INDUSTRY GROWTH FORECAST
In order to present the long-term economic benefit of the selected industries to the City, a
projection of growth was computed with regard to relevant revenue and cost drivers of
each of the industries. Results in the form of yearly growth figures are summarized in the
graph below.
Food processing
A dominant part of the proposed food processing industry is almond and other nut
production, of which over 70% of the world’s total output is produced in California and
shipped globally, the proxy for the primary revenue driver is world GDP growth. Costs of the
industry are mostly dependant on input prices of raw material; these were proxied by
traded futures contracts on orange juice and almonds.
Projected growth closely follows the world GDP forecast and is expected to average
between 3.5% and 4%.
Tire recycling
Due to low procurement costs and plentiful supply the main growth drivers in this industry
are revenue based. Since the vast majority of revenue in this industry is created – directly
or indirectly - through sales to the Chinese energy market, the base proxy for revenue
growth used is the Chinese energy demand chain index. This is further adjusted for
petroleum fuel prices to account for transport costs in the form of crude oil price forecasts.

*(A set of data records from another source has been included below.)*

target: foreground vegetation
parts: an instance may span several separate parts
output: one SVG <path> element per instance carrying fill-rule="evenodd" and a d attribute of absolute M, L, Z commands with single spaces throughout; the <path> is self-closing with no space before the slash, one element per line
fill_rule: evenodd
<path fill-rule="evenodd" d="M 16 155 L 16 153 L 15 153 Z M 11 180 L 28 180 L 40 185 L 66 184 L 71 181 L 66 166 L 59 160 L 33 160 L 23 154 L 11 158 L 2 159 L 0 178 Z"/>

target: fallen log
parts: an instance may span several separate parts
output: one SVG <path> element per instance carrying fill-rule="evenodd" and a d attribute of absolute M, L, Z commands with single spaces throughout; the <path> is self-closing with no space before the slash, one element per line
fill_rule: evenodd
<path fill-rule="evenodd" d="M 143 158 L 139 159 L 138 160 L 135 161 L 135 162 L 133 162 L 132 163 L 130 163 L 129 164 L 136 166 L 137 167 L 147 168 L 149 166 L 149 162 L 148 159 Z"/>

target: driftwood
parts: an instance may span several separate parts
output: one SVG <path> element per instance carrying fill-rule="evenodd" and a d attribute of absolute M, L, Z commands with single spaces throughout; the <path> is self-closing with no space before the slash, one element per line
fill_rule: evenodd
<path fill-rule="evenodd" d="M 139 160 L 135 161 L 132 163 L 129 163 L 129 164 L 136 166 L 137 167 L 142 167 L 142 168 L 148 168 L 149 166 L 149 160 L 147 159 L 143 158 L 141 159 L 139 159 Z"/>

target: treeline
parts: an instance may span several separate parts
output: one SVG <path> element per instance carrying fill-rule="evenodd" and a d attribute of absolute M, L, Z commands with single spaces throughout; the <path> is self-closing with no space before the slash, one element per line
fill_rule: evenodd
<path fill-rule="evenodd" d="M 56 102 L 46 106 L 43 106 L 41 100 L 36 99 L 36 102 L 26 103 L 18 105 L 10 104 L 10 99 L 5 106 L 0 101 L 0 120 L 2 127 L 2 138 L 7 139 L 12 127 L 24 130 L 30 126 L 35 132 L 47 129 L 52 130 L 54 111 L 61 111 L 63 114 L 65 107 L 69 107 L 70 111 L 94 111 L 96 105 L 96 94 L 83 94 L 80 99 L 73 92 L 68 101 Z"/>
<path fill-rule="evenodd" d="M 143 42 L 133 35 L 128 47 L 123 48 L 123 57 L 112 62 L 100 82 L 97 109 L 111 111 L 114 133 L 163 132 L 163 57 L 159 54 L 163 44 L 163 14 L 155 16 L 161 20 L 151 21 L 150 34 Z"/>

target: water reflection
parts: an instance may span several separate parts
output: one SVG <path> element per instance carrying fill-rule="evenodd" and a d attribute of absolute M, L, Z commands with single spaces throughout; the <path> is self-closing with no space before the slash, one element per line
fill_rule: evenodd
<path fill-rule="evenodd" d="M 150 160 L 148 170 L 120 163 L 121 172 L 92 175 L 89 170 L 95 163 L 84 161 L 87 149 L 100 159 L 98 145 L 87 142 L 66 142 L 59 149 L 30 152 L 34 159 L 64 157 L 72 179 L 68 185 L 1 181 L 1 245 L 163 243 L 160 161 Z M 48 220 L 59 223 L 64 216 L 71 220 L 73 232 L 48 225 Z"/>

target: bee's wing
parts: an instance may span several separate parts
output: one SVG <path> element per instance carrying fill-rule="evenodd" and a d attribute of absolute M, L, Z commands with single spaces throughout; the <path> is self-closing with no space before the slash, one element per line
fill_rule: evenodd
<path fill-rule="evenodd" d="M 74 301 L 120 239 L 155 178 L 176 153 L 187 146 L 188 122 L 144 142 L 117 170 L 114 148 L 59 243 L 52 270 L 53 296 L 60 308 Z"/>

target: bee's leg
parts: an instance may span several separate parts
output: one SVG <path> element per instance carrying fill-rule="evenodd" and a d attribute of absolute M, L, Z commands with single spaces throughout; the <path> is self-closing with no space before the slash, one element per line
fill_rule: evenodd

30. Chinese industrial ecological legislature is also taken into account to control for emission
regulation constraints.
The industry is characterised by high potential growth, which is set to increase in the first
5-year period, driven by the prevailing energy demand growth factor. In the second 5-year
period the growth starts to taper off with the energy demand index due to lower Chinese
economy growth rates and further augmented with implantation of emission control
regulations.
Logistics
The logistics industry presents significant revenue as well as cost driver effects. As in most
service industries, revenues are heavily dependant on current economic activity in the
relevant market. For this reason the primary revenue driver proxy is real US GDP growth.
The primary cost driver in the logistics industry is the cost of fuel. As such the proxy chosen
is real US petroleum price growth, which is itself highly correlated with the price of crude
oil.
Growth in this industry is highly correlated with real US GDP growth as is stated above and
is as such expected to remain in the 2% to 3% range for the forecasting period.
34. Market research
Although the above mentioned factors are those upon which the relevant selection should
be made, the selection is of purely informative nature and for the purpose of the project.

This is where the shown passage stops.